Linux

Un bug del kernel di Linux vecchio di 9 anni è stato recentemente reso pubblico, il ricercatore che l'ha trovato, Phil Oester, dice che l'attacco è facile da eseguire, non fallisce mai ed è stato utilizzato dagli hacker già da qualche anno. L'hack in sè permette di bypassare le restrizioni, facendo credere al sistema operativo per avere i permessi di accedere a qualsiasi file.

Il difetto del kernel (classificato come CVE-2016-5195) era già stato scoperto e fixato da Linus Tovalds 11 anni fa, purtroppo però, il suo lavoro è stato vanificato da un aggiornamento successivo del kernel di Linux.

La presenza di questo bug è molto pericolosa non solo perchè Linux è presente su milioni di computer e server, ma perchè esso è presente in tutte le versioni di Linux rilasciate da 10 anni a questa parte, distro comprese.

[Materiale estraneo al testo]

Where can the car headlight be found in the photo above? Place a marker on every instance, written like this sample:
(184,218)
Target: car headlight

Se siete interessati al funzionamento dell'exploit e a come il sistema risponde ad esso, questo video vi chiarirà il tutto:

Come hanno risposto gli sviluppatori di Linux

Torvalds, colui che trovò il bug 11 anni fa, dice che la sua scoperta era puramente teorica poichè con le macchine utilizzate all'epoca, che avevano una potenza computazionale bassa, era molto difficile da attuare. Ai giorni d'oggi invece, la potenza delle macchine unita alla larga diffusione del sistema operativo, rendono questo bug micidiale per qualsiasi utente Linux.

I principali distributori stanno lavorando su una patch che verrà rilasciata il prima possibile, Red Hat ha segnalato il bug come importante e rilascerà presto un aggiornamento.